Weigel

Romney on Abortion: No New Legislation!

The story started at 8 a.m. or so, when the Des Moines Register released a summary of its edit board interview with Mitt Romney. Spot the problem.

“There’s no legislation with regards to abortion that I’m familiar with that would become part of my agenda,” he told the editorial board.

An affront to the pro-life movement? Not really, although the Obama campaign’s had fun portraying it that way. Pro-lifers are playing a long game, one that does not ask for that much new legislation. They want the return of the “Mexico City policy,” which bars foreign aid money from going to organizations that fund abortions. Romney, in this interview, says he’ll bring back that policy. They want Supreme Court justices who’ll overturn Roe, because, in the states, they’ve successfully passed dozens of abortion restrictions that will tee off if Roe goes. Romney has said he’ll appoint those justices.
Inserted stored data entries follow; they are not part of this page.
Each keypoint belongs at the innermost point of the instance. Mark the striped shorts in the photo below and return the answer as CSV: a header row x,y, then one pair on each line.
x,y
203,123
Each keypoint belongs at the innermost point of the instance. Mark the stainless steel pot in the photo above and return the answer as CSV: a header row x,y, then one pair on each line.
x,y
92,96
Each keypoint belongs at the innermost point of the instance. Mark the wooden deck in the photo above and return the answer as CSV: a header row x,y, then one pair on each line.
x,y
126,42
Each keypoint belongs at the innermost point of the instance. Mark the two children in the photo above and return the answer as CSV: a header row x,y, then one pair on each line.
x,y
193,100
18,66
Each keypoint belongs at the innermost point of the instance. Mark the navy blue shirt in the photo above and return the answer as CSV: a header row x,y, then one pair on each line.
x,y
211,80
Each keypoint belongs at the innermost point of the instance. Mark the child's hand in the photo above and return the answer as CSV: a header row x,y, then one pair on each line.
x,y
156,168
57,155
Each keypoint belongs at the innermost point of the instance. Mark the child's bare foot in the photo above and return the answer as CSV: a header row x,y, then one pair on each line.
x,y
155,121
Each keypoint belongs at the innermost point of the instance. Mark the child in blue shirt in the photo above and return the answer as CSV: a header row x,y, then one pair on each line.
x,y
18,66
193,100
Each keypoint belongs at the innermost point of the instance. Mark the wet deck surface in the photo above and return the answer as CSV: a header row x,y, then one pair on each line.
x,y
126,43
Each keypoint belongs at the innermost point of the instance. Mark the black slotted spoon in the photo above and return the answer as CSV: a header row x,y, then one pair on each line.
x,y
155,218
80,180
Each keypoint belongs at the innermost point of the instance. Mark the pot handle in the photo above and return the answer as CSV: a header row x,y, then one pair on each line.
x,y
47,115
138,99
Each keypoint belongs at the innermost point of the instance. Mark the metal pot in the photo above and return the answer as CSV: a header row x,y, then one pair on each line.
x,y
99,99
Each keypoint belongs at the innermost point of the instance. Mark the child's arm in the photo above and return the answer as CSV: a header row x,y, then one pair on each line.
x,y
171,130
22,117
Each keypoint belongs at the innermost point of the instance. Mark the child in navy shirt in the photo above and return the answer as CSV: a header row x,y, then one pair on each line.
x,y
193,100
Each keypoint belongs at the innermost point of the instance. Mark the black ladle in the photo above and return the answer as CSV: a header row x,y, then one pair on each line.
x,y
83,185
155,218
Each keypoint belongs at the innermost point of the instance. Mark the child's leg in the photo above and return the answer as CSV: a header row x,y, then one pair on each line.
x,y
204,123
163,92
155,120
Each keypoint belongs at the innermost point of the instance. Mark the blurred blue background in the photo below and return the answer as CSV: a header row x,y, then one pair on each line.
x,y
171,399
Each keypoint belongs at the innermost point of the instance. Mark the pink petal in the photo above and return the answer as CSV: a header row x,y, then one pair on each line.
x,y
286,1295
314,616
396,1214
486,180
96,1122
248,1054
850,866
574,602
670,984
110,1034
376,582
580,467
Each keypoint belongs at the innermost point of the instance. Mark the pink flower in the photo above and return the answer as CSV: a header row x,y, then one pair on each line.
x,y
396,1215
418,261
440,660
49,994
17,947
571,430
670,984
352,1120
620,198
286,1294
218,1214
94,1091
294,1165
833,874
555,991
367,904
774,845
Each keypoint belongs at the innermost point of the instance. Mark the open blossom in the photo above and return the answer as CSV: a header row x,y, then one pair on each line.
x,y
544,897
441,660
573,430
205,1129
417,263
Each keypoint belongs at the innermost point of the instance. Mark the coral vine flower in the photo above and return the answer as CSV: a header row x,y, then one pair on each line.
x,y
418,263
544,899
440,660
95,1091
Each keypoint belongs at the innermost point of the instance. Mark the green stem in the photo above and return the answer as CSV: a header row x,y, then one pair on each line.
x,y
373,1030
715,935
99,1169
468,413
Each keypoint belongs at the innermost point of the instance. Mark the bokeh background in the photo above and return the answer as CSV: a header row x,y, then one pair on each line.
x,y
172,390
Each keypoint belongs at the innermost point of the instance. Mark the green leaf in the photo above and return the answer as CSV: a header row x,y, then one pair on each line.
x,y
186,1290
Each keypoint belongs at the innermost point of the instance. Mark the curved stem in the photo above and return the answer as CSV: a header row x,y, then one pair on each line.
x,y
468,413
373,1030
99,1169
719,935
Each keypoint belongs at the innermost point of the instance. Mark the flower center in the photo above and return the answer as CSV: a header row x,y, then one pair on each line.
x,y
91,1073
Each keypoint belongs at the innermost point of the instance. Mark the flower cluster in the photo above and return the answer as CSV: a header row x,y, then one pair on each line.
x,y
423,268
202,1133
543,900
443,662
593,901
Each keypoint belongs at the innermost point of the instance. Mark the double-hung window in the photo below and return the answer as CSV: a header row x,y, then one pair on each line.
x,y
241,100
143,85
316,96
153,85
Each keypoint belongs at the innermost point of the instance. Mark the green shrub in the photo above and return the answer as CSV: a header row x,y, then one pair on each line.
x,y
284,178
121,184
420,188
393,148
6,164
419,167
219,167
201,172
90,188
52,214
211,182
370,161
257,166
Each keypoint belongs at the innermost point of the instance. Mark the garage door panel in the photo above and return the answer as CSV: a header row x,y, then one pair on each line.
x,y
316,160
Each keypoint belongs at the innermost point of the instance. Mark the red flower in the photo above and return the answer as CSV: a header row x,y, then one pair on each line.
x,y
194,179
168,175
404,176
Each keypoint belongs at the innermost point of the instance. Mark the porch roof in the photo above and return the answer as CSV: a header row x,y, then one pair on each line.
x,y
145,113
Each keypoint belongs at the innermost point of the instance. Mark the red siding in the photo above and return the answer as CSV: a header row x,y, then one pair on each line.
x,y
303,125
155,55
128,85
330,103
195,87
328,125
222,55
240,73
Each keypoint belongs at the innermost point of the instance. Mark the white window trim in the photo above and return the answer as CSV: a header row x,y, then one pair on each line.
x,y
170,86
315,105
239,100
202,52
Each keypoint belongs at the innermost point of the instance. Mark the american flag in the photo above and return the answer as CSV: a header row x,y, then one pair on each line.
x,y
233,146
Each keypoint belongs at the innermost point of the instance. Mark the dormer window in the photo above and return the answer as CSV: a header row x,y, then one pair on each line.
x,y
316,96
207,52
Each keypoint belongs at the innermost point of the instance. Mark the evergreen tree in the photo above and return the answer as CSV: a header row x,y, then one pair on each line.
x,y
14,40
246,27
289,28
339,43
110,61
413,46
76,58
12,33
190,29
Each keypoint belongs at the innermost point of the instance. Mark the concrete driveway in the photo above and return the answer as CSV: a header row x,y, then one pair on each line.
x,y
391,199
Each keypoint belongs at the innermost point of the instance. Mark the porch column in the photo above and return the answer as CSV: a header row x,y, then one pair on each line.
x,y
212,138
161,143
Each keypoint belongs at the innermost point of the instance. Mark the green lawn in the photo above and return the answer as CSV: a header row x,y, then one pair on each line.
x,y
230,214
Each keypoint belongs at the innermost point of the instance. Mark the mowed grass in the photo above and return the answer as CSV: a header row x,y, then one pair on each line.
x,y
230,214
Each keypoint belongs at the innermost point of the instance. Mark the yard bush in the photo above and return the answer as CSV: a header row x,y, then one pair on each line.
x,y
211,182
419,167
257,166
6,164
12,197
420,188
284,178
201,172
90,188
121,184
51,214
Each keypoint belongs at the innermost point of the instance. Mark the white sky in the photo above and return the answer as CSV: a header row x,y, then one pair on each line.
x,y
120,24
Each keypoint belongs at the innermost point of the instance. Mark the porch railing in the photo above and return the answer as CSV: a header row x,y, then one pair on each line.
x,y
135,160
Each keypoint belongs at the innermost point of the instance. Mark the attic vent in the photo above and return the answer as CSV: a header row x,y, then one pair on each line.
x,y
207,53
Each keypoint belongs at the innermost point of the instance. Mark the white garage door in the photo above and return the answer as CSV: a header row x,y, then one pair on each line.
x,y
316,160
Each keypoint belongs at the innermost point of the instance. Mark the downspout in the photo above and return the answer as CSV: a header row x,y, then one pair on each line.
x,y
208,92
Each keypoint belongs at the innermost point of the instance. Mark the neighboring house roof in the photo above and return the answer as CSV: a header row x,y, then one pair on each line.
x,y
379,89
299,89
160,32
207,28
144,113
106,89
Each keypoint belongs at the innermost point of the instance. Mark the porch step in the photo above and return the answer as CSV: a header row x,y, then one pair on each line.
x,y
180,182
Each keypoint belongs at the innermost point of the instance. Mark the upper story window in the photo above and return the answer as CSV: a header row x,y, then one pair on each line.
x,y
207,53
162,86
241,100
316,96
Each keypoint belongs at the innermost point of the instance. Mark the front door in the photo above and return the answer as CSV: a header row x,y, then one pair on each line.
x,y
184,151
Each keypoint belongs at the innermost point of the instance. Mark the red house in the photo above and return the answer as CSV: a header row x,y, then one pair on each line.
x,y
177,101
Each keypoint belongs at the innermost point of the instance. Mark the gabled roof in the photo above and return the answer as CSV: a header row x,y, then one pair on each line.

I think this is why D.C.-based pro-lifers immediately forgave Romney. According to TPM, the Romney campaign immediately worked the phones, and they got pro-lifers on message. “No new legislation” is a dodge – very little needs to be done right now, legislatively, except maintaining the Hyde Amendment and other pro-life gains. But it’s a revealing little ommission from Romney. During the primary, when Rick Santorum stubbornly won over conservative votes in the Midwest and South, Romney would list off the funds he planned to cut and include “Planned Parenthood.” During the debate, he read out the same list – except for Planned Parenthood. He’s so defensive on the issue that you don’t even notice he’s side-stepping it. And that irritates some conservatives, obviously. But to win the elections on the rest of the ballot, they need to soft-pedal this issue, too. Thus the (failed) attempt to replace Todd Akin with a Republican who would vote the same way on abortion issues, but not talk about it so damn much.